Estava muito apertada para esperar o Doutor Carlos ou algum dos seus ajudantes que mal vinham aqui.
— Tudo bem, você pode andar? – perguntou receoso ao chegar perto de mim.
— Acho que sim. – suspirei sentindo poucas dores na coluna.
Ele me deixou na porta do pequeno banheiro.
— Acho que você está com fome. – disse me levando novamente para cama.
— Você acertou! – brinquei e ele riu. Saiu do quarto e voltou rapidamente com uma sopa, juntamente a uma colher.
— Obrigada. – fiz careta. Não era isso que eu esperava depois de um dia inteiro sem comer.
Levei a primeira colher a boca e estava completamente gelado. Isso só podia ser coisa do James.
— Vou ali e já volto. – ele ria da minha cara e não entendi. Assenti pra ele.
Peguei toda sopa e me inclinei para jogar no lixo ao lado. – Poxa, está tão ruim assim? – Marcelo apareceu me dando um susto. Joguei o prato junto a colher no lixo com o espanto.

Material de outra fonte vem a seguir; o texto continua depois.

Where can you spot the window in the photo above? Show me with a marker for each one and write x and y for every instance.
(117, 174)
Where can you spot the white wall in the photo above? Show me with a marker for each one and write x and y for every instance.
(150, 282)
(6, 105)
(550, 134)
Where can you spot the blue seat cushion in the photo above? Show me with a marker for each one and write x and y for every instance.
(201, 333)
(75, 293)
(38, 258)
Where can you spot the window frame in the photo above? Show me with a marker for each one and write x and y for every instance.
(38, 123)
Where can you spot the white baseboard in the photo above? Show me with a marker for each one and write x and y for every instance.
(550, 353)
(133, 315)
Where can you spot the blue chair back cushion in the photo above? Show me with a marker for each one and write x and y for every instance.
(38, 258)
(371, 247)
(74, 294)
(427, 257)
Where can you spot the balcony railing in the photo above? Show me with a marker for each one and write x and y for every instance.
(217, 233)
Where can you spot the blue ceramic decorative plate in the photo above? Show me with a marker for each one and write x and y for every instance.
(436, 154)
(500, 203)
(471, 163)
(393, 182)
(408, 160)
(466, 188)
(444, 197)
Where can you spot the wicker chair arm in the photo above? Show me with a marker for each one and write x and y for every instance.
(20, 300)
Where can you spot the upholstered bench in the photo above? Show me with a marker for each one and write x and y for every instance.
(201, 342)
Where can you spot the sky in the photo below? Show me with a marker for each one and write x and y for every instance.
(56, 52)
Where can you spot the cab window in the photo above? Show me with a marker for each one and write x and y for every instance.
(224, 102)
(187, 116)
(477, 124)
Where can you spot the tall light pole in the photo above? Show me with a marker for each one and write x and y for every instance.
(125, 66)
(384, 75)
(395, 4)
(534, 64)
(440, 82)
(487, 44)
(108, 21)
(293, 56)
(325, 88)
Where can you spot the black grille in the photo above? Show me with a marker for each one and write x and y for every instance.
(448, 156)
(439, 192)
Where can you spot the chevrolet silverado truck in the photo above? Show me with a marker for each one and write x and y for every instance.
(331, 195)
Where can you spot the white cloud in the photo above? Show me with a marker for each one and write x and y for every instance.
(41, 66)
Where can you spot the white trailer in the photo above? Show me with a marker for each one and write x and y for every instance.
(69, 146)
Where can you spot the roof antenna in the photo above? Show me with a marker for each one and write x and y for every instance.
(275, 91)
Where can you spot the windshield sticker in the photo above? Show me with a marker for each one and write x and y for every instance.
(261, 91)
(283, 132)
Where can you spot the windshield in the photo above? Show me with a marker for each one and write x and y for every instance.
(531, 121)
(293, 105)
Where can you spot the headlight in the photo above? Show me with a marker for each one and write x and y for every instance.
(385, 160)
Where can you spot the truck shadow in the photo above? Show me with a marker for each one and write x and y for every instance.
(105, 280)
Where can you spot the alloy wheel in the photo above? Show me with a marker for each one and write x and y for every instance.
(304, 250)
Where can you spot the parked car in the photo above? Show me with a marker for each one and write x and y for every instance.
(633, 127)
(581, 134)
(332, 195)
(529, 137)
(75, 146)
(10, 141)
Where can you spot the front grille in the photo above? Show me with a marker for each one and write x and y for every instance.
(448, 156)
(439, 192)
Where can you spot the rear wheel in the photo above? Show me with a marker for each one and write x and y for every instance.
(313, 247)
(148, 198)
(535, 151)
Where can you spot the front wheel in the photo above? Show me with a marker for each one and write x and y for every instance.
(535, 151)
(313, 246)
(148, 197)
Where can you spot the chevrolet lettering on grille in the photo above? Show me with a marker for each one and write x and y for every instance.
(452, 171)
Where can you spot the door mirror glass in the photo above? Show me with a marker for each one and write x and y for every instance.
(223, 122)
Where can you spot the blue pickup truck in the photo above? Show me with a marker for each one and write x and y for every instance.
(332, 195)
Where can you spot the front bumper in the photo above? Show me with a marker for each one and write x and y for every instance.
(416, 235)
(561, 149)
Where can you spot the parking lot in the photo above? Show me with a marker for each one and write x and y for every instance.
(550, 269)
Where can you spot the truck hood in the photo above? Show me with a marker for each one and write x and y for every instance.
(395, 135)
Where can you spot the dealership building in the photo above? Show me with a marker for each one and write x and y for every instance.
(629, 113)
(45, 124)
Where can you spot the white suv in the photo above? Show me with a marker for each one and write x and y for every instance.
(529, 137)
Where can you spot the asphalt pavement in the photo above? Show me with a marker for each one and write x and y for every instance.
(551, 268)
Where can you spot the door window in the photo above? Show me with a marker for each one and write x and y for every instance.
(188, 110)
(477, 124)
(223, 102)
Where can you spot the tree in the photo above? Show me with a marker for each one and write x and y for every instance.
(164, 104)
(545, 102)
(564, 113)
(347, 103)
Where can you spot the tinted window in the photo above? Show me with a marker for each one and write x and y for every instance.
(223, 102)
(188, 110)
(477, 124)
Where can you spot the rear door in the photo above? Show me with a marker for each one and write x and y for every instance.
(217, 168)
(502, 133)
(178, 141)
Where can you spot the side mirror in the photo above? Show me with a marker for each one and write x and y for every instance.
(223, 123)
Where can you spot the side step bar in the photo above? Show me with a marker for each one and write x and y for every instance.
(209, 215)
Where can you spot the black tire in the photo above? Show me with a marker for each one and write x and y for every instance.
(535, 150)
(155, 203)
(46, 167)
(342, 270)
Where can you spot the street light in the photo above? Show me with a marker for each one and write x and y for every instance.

— Cara, isso é coisa do James né? – perguntei limpando minha boca com guardanapo.
— Como descobriu? – brincou e eu revirei os olhos pela afirmação – Bom, como eu vi que você é uma boa garota, decidi trazer algo mais comestível. – ele tinha um pequeno banquete ao lado.
— Aí meu Deus, muito obrigada mesmo, achei que iria ser obrigada a comer aquela gororoba. – peguei a taça que estava com frutas.

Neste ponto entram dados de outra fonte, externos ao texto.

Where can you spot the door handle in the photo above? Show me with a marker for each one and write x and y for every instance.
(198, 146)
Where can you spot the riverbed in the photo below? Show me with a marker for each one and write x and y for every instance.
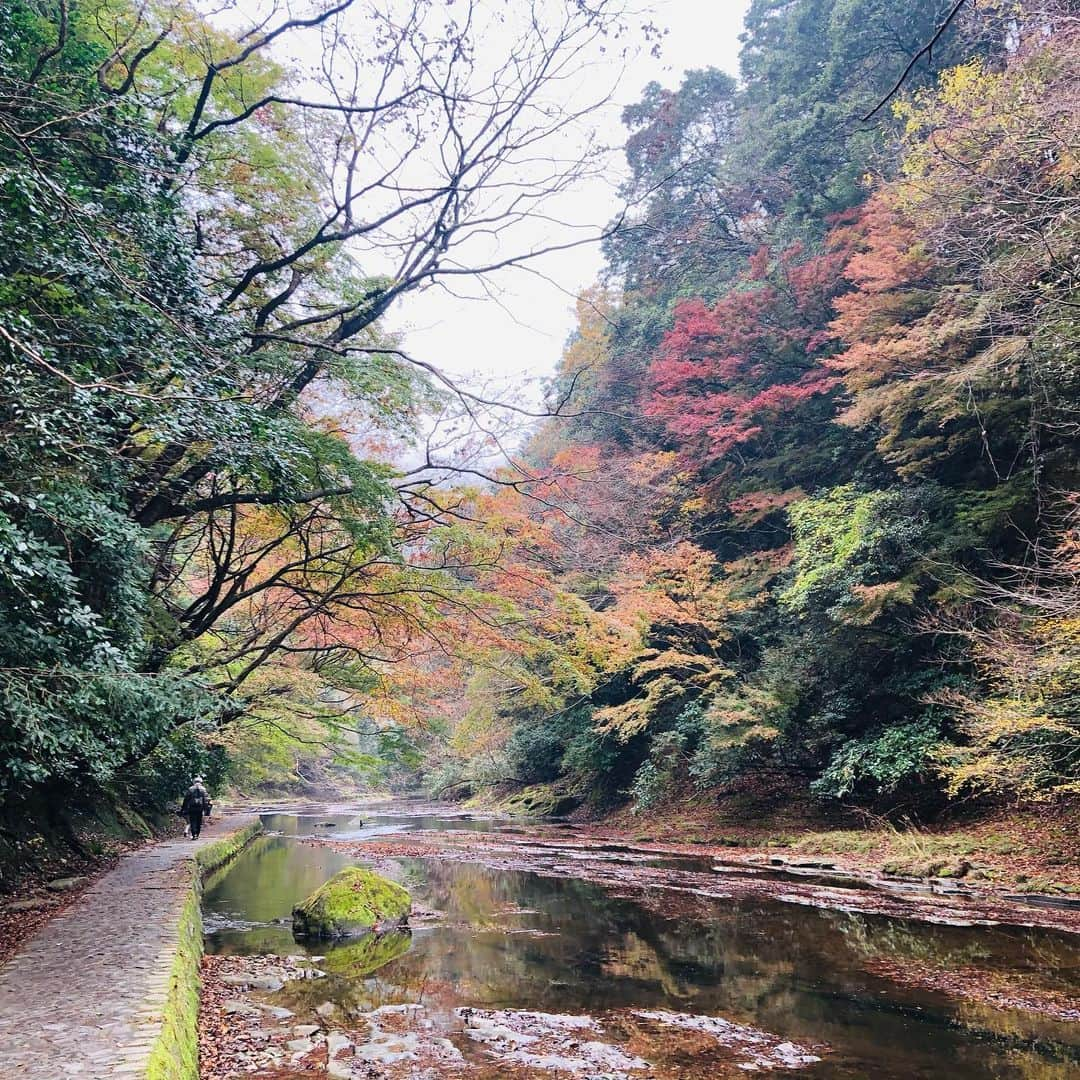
(536, 953)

— Não fala assim, foi minha mãe quem fez. – uma cara triste apareceu no seu semblante e engasguei com o pedaço da melancia que eu comia.
Puta Madre, falei mal da mãe do cara na maior cara lavada.

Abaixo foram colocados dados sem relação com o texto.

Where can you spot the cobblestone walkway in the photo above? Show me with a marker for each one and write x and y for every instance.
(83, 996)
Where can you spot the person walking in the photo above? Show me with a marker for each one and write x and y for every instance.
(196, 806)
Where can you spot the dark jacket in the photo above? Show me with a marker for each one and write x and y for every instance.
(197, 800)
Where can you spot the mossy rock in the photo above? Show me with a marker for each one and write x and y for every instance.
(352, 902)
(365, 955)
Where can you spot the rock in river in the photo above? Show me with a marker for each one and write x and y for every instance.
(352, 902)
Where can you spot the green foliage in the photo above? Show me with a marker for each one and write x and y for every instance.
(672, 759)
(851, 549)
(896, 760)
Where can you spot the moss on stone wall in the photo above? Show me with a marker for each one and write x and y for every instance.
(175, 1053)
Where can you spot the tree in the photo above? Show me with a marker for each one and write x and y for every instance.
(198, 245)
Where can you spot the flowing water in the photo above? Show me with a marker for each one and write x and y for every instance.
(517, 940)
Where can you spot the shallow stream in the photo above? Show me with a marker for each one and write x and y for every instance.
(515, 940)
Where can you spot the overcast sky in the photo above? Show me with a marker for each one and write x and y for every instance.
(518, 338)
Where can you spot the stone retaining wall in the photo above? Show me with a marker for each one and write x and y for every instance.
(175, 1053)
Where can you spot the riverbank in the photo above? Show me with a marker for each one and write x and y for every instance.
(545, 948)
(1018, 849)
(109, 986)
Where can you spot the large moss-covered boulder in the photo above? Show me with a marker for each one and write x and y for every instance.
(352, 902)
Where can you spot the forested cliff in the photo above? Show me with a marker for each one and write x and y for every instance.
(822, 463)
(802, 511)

— Desculpa, eu não sabia, a sopa tá ótima, sério! – falei ao me recompor.
Ele ria como se meu pedido de desculpa fosse a coisa mais hilária do mundo.
— É brincadeira, ela não é minha mãe e sim uma velha chata e rabugenta que faz comida aqui às vezes. – fiquei aliviada.
— Pensei que tinha perdido o amigo logo na primeira conversa. – disse rindo e ele me encarou.
— Amigo? – falou sério.
Corei imediatamente e abaixei a cabeça. Outro bipolar.
— Desculpa, Senhor Marcelo. – estava com o rosto ruborizado demais para levantar a cabeça.
Sua risada foi estridente, levantei o olhar a ele que estava sentando na beira da cama.
— Senhor Marcelo, essa foi boa. – ria descontroladamente. Tive vontade de o xingar. – Era brincadeira, nova amiga. – enfatizou a última palavra e eu sorrir.
— Já pensou em ser palhaço? – perguntei.
— Não, prefiro minha profissão honesta. – agora foi minha vez de rir.